The Indian Army is in the process of spending major dough, to the tune of USD $503 million, on a new service rifle for its frontline infantry troops.

And a pair of AR-style carbines have emerged as the top choices for the highly lucrative contract.

In a bid to partially replace the problematic and incredibly controversial 1B1 INSAS, the Indian Army's current standard-issue assault rifle, the Indian Ministry of Defence will soon enter a three-month negotiation period with US-based arms giant SIG Sauer Inc. to procure over 72,000 SIG 716 battle rifles.

Marking a shift from 5.56 NATO with the 1B1 to the larger-caliber 7.62 NATO with the 716, the Indian Army hopes to give its troops a more reliable weapon which it currently sorely lacks. Complaints of untimely stoppages and mechanism failures have marred what the Indian MoD had originally hoped would be a long and storied career for its (at-the-time) next-generation gun.

SIG's 716 uses a short stroke piston-driven operating system with a heavier pushrod than its smaller brother, the 516 (chambered for 5.56 NATO), and a 16 inch hammer-forged free floating barrel. An ambidextrous mag release, tons of rail space for electronics and optics, plus a telescoping Magpul stock round out the features on the rifle.

The Sig Sauer 716. (Photo from Sig Sauer)
The Sig Sauer 716. (Photo from Sig Sauer)

The second part of the multi-million dollar contract will ultimately go towards Caracal International LLC, a UAE-based defense contractor offering their CAR816, a carbine analogous to the M4, firing the 5.56 NATO round.

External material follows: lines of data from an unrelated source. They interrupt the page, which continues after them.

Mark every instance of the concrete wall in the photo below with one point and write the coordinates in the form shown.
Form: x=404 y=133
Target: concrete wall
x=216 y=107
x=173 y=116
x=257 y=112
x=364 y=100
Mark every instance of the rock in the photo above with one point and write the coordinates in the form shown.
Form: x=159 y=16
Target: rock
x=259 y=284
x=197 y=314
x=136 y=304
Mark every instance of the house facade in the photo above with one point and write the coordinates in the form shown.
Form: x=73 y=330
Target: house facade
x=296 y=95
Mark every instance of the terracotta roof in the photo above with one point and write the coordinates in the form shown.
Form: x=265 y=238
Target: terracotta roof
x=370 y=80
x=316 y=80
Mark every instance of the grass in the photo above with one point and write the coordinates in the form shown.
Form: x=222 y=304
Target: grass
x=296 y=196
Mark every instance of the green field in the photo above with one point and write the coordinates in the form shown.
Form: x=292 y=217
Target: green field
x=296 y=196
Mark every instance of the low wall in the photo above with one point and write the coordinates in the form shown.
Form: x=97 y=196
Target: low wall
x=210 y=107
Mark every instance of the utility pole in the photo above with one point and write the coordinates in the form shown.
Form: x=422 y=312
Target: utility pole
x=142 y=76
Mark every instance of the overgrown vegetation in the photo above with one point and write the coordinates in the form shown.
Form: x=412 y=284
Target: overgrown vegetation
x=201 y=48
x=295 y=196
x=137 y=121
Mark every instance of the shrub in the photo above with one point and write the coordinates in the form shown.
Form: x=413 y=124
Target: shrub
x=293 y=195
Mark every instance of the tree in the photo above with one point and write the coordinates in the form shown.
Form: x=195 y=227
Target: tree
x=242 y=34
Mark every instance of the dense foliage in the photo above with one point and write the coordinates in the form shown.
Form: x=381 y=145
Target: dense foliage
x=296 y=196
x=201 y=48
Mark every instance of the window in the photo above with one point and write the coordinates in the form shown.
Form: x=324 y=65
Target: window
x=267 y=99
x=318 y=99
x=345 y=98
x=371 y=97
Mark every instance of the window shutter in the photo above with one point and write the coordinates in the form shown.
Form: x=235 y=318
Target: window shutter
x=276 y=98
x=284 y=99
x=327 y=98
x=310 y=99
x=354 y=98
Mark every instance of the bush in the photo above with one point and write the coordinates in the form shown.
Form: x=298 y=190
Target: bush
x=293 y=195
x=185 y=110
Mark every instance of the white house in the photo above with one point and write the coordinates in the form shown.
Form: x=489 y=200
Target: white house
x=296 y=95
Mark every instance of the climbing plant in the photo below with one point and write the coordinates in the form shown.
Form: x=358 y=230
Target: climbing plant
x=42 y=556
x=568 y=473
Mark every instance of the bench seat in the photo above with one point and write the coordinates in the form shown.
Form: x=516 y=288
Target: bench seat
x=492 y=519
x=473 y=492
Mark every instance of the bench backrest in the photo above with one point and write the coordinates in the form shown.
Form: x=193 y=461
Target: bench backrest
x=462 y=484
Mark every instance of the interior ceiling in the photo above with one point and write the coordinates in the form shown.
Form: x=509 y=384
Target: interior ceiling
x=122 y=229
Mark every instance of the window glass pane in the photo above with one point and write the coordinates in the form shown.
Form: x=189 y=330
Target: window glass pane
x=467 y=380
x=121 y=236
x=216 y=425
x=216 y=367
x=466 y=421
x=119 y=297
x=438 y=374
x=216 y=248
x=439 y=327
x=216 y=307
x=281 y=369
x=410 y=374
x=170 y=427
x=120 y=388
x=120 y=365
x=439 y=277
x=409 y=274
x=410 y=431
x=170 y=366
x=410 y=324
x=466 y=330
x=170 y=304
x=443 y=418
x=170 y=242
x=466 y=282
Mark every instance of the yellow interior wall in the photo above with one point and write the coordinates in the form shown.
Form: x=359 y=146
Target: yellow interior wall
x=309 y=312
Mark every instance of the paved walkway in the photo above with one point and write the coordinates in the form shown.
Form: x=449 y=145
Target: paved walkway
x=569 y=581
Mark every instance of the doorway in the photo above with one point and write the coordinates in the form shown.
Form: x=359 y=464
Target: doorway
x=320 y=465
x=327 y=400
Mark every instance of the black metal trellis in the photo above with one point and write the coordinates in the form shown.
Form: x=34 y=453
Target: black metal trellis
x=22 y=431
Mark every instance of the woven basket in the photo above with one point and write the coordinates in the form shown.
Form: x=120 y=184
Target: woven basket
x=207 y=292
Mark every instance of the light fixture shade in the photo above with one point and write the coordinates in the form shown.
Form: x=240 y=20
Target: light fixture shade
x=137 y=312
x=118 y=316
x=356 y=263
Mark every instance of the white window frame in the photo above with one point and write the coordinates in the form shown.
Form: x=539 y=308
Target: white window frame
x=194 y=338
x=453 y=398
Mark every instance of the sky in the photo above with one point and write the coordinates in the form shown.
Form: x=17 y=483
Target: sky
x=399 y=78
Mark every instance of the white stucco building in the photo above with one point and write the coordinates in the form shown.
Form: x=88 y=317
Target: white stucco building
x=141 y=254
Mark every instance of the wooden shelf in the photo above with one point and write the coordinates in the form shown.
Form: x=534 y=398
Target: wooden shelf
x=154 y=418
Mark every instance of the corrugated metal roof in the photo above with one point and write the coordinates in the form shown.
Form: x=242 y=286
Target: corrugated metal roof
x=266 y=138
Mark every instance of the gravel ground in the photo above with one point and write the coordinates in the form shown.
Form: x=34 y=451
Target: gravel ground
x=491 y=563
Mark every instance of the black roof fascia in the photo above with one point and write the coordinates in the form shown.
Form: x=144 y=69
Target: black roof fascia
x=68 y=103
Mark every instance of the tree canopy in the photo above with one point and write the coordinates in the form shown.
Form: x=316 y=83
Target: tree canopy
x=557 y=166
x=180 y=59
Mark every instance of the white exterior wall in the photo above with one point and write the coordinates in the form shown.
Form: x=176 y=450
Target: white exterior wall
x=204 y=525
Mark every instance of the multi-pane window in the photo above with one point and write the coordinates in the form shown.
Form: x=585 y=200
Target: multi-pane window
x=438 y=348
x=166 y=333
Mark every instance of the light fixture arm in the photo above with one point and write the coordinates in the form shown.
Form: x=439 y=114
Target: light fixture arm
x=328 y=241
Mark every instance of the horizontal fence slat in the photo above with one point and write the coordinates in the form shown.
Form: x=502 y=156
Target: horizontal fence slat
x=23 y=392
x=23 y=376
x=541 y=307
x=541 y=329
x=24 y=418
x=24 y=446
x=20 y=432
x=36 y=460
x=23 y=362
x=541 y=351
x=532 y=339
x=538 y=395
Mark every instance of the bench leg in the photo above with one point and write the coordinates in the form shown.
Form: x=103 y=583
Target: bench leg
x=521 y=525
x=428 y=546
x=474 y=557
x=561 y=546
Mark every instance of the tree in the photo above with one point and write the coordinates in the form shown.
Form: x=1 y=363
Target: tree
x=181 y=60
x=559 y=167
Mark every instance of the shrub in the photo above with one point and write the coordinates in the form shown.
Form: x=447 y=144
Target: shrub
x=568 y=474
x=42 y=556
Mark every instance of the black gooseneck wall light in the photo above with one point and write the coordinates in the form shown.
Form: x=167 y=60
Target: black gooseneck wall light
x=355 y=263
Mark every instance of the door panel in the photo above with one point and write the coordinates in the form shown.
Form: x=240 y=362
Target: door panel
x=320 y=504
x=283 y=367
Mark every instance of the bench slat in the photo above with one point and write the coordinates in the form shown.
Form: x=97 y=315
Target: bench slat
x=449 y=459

Similar to the SIG 516 and the 716, the CAR816 uses a short-stroke pushrod gas piston design, and comes with a 16 inch barrel.

The CAR816 will be used as a close quarters battle (CQB) weapon, replacing the substantially smaller caliber 9 mm Sterling... a side-loaded submachine gun which traces its origins back to the 1940s.

(The Caracal CAR816. Photo from Caracal)
(The Caracal CAR816. Photo from Caracal)

Both the 716 and the CAR816 are manufactured in the United States.

Indian soldiers will also be armed, in the not-so-distant future, with newer homegrown indigenously-manufactured gun, and a license-built derivative of the Russian AK-103 assault rifle.